The cleanest argument that current-day AI models will not cause a catastrophe is probably that they lack the capability to do so. However, as capabilities improve, we’ll need new tools for ensuring that AI models won’t cause a catastrophe even if we can’t rule out the capability. Anthropic’s Responsible Scaling Policy (RSP) categorizes levels of risk of AI systems into different AI Safety Levels (ASL), and each level has associated commitments aimed at mitigating the risks. Some of these commitments take the form of affirmative safety cases, which are structured arguments that the system is safe to deploy in a given environment. Unfortunately, it is not yet obvious how to make a safety case to rule out certain threats that arise once AIs have sophisticated strategic abilities. The goal of this post is to present some candidates for what such a safety case might look like.
This is a post by Roger Grosse on Anthropic's new Alignment Science Blog. The post is full of disclaimers about how it isn't an official plan and doesn't speak for the org (and that it's inadequate: "none of the sketches presented here fully succeeds in addressing the sabotage risk"). But presumably it's Anthropic's best sketch of ASL-4 safety cases.
The three safety cases are Mechanistic Interpretability, AI Control, and Incentives Analysis.
Regardless of how good these safety cases are, it's good when labs share their thinking on safety stuff; yay Anthropic.
We have discussed this dynamic before but just for the record:
This is IMO not the type of change that should be able to cut someone's P(doom) in half. There are so many different factors that are of this size and importance or bigger (including many that people simply have not thought of yet) such that, if this change could halve your P(doom), then your P(doom) should be oscillating wildly all the time.
I flag this as an example of prioritizing inside-view considerations too strongly in forecasts. I think this is the sort of problem that arises when you "take bayesianism too seriously", which is one of the reasons why I wrote my recent post on why I'm not a bayesian (and also my earlier post on Knightian uncertainty).
For context: our previous discussions about this related to Daniel's claim that appointing one specific person to one specific important job could change his P(doom) by double digit percentage points.
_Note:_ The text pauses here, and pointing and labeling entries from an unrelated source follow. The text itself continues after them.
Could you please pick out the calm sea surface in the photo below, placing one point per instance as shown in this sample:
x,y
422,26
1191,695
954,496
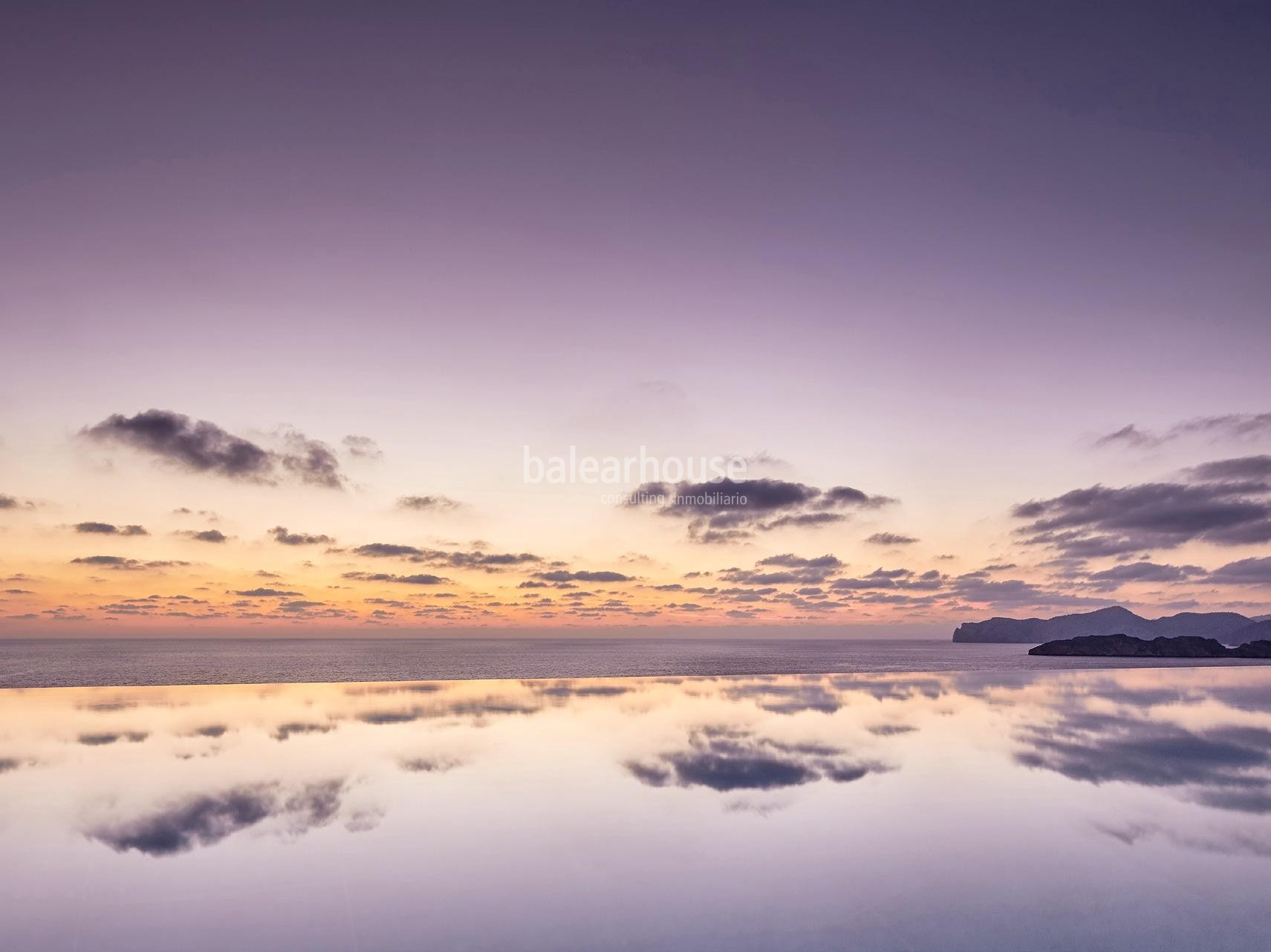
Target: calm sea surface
x,y
988,810
85,662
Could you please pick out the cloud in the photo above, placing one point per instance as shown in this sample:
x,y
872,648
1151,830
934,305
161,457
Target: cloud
x,y
1231,426
890,539
1015,593
724,759
125,564
1129,435
284,538
1252,571
562,576
403,580
207,535
201,446
1144,573
108,529
784,570
1223,766
735,510
429,503
1104,521
294,727
363,448
1249,468
205,820
440,558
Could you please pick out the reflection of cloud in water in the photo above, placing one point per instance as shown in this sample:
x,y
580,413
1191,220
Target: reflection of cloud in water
x,y
787,698
576,689
389,717
454,708
725,759
205,820
429,766
98,740
1220,766
1241,843
897,688
284,731
403,688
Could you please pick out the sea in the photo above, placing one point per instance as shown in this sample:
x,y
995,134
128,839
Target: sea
x,y
146,661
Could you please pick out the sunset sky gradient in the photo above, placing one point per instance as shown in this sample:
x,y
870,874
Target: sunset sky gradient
x,y
963,264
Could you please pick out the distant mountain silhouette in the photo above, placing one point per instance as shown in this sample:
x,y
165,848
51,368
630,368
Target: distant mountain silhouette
x,y
1124,646
1226,627
1258,630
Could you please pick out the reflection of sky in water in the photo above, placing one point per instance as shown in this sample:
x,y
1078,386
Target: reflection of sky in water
x,y
1121,809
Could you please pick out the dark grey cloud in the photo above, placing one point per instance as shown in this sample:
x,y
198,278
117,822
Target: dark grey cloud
x,y
890,539
735,510
110,529
1251,571
1231,426
1102,521
429,503
101,740
205,820
725,759
284,538
201,446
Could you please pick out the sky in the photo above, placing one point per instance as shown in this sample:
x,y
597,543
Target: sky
x,y
976,296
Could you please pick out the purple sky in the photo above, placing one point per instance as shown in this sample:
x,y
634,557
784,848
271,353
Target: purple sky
x,y
929,251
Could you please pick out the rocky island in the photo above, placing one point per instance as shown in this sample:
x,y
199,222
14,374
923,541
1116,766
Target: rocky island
x,y
1226,627
1125,646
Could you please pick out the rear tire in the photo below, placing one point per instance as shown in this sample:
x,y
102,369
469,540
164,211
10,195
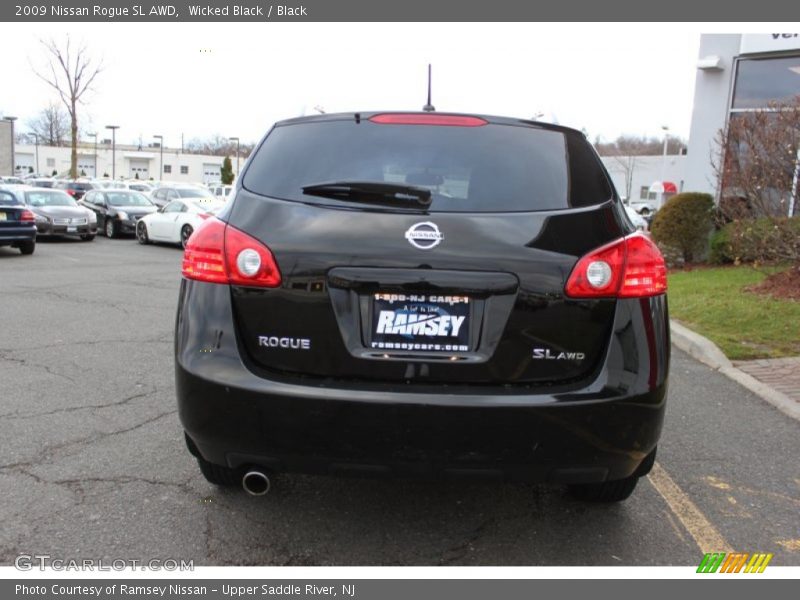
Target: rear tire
x,y
141,233
110,228
219,475
614,491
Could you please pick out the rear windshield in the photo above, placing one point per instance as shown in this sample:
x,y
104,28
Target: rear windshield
x,y
492,168
8,199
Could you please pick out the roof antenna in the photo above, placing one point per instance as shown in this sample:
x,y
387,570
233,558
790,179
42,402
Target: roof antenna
x,y
429,107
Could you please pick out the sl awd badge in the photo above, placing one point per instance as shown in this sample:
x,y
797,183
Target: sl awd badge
x,y
425,235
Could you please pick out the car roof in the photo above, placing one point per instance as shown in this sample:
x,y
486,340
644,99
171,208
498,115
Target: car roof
x,y
353,116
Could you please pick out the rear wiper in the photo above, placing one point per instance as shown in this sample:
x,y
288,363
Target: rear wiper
x,y
372,192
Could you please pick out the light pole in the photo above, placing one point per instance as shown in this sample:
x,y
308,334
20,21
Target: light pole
x,y
94,135
113,129
13,158
36,141
236,139
160,139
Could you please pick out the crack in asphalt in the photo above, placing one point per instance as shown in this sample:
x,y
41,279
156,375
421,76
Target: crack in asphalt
x,y
50,451
162,339
26,363
70,409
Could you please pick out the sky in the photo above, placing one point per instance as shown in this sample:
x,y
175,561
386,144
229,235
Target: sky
x,y
236,79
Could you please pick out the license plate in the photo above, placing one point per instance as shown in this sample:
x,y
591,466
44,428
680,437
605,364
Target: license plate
x,y
420,322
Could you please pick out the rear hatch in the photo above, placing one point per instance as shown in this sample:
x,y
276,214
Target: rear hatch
x,y
11,211
424,248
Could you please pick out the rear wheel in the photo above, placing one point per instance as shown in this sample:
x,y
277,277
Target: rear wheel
x,y
219,475
186,232
614,491
110,228
141,233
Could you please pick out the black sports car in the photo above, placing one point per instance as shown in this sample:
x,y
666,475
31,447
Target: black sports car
x,y
17,223
423,294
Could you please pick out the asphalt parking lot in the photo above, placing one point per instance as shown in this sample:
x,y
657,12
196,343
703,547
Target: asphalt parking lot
x,y
93,464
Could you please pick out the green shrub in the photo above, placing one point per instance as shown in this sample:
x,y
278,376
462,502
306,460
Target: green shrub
x,y
757,240
683,224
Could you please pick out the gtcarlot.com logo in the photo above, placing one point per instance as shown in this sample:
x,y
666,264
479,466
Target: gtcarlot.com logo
x,y
734,562
29,562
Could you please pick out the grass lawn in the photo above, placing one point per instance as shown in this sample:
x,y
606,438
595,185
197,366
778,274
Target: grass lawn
x,y
744,325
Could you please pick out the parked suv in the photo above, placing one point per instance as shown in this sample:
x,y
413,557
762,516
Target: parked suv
x,y
423,294
76,189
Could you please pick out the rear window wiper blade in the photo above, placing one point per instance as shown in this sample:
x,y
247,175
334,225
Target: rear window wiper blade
x,y
372,192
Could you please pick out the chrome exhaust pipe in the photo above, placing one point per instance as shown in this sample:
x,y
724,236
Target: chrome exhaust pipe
x,y
256,482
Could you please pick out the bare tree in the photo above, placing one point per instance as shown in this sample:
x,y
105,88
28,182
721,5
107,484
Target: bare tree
x,y
71,73
756,161
51,125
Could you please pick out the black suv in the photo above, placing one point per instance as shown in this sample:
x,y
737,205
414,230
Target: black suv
x,y
423,294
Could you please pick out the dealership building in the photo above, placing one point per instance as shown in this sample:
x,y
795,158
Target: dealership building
x,y
121,161
736,73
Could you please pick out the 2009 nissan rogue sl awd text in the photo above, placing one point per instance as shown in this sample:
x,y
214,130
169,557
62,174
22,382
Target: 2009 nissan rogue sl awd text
x,y
423,294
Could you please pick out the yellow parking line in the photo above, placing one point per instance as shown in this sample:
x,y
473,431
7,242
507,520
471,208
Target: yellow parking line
x,y
699,527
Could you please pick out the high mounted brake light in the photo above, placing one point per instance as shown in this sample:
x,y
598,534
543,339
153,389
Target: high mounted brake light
x,y
628,268
219,253
427,119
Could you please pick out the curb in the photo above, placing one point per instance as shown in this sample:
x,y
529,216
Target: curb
x,y
708,353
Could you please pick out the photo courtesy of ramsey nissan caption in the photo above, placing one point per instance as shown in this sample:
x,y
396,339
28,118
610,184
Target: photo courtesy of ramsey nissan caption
x,y
423,295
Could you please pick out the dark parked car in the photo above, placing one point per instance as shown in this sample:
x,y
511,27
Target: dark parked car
x,y
56,213
165,194
423,294
17,226
117,211
76,189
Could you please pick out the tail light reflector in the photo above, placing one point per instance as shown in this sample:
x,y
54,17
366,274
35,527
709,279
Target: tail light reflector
x,y
219,253
628,268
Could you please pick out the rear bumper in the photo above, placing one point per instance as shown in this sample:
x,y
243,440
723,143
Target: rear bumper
x,y
50,229
599,430
14,235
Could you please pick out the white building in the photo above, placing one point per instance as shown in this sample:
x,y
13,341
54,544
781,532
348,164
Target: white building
x,y
643,171
736,73
121,162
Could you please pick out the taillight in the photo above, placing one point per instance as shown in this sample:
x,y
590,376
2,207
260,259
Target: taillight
x,y
427,119
219,253
628,268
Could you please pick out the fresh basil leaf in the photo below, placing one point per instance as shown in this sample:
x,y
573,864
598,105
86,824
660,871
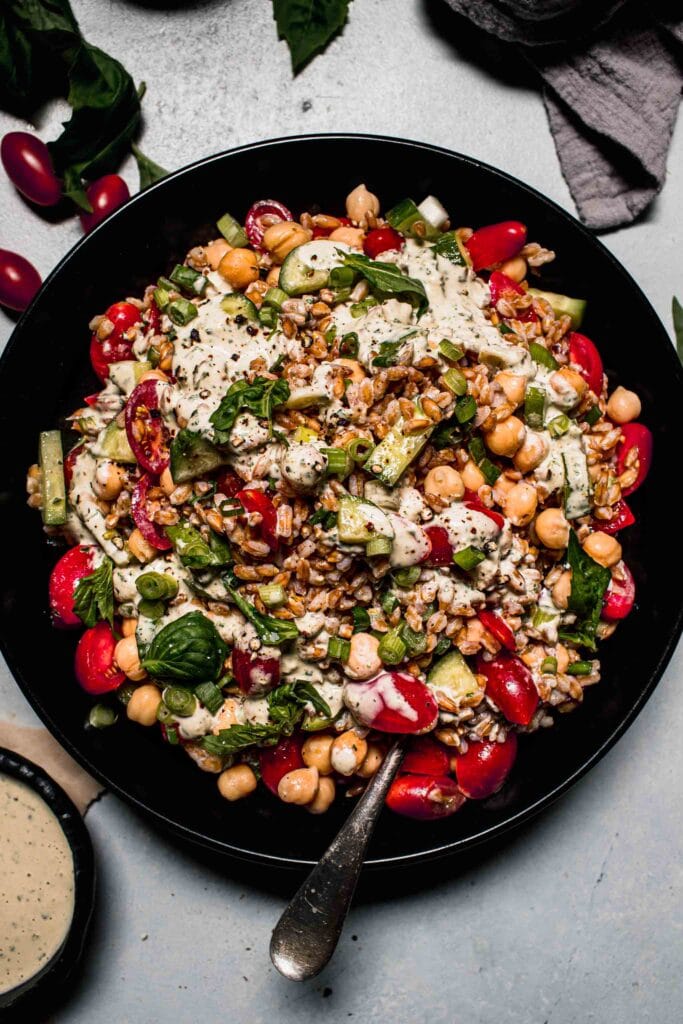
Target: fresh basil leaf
x,y
188,648
93,595
308,26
I similarly think this is not the type of consideration that should be able to swing people's P(doom) that much (except maybe changing the US or Chinese leaders, but we weren't talking about those).
Lastly, since this is a somewhat critical comment, I should flag that I really appreciate and admire Daniel's forecasting, have learned a lot from him, and think he's generally a great guy. The epistemology disagreements just disproportionately bug me.